In the Republic, Plato also promotes eugenics—that is, the creation of a pure race. A “first principle” for rulers is “above all else, that there is nothing which [the rulers] should so anxiously guard, or of which they are to be such good guardians, as the purity of the race” (415b). The purity of the race is maintained through state-managed sexual activity—“the best of either sex should be united with the best as often, and the inferior with the inferior as seldom as possible.… Now these goings on must be kept secret which the rulers only know.… We shall have to invent some ingenious kind of lots which the less worthy may draw on each occasion of our bringing them together, and then they will accuse their own ill luck and not the rulers” (459d–460a).

Obviously, the nuclear family is abolished. Men, women, and children live communally (423a). Children are removed from their mothers soon after birth and raised and educated collectively. The City replaces parents and their contemporaries become their brothers and sisters (414d). The purpose is to create a single extended family—the City itself. In this way, the individual will presumably become loyal to and reliant on the City, thereby eliminating competitiveness between the City and family.
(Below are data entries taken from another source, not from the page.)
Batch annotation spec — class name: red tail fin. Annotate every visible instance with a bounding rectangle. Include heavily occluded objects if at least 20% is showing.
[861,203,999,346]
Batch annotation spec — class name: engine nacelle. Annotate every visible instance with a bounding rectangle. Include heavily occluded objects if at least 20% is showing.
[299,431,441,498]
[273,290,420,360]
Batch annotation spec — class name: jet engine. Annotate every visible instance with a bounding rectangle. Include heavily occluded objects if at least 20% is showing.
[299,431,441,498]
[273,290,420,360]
Plato argues that private property has the potential of corrupting the Guardians, who are to act solely in the City’s best interests. Therefore, they are to own no property. Plato writes: “Then now let us consider what will be their way of life, if they are to realize our idea of them. In the first place, none of them should have any property of his beyond what is absolutely necessary; neither should they have a private house or store closed against anyone who has a mind to enter; their provisions should be only such as are required by trained warriors, who are men of temperance and courage; they should agree to receive from the citizens a fixed rate of pay, enough to meet the expenses of the year and no more; and they will go to mess and live together like soldiers in camp.…” (416d–e)

The purpose of “both the community of property and the community of families … tend[s] to make them more truly Guardians; they will not tear the City in pieces by differing about ‘mine’ and ‘not mine’; each man dragging any acquisition which he has made into a separate house of his own, where he has a separate wife and children and private pains and pleasures; but all will be affected as far as may be by the same wife and children and private pleasures and pains because they are all of one opinion about what is near and dear to them, and therefore they all tend toward a common end.… And as they have nothing but their persons which they can call their own, suits and complaint will have no existence among them; they will be delivered from all those quarrels of which money or children or relations are the occasion” (464d–e).
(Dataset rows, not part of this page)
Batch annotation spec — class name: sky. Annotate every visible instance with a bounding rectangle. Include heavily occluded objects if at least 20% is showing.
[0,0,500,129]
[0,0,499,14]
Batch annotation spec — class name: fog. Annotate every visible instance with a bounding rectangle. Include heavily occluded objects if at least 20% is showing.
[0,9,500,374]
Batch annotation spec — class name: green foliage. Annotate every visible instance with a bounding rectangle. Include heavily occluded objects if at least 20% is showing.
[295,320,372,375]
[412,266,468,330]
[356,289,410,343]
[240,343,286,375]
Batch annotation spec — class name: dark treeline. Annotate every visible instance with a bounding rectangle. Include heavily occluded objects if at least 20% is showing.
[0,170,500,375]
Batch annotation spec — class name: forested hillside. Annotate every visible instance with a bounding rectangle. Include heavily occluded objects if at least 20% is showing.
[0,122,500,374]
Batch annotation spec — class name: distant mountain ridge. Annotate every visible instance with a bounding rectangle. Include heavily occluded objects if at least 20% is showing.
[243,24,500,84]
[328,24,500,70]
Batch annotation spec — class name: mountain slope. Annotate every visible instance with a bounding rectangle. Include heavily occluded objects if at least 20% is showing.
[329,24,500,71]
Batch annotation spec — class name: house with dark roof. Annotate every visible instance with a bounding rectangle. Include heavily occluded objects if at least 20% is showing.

Indoctrination is also crucial to controlling the citizenry. The City consists of a comprehensive “education” system.” In addition to the “noble lie,” censorship is widely practiced. For example, myths and music are suppressed to avoid any stories where authority is challenged or the Guardians are presented as anything other than good (379c). The style of music is regulated. Only certain modes and rhythms are approved, for “rhythm and harmony most of all insinuate themselves into the inner most part of the soul and most vigorously lay hold of it” (401d). Freedom of expression is banned for the Ideal City’s health is more important than self-expression.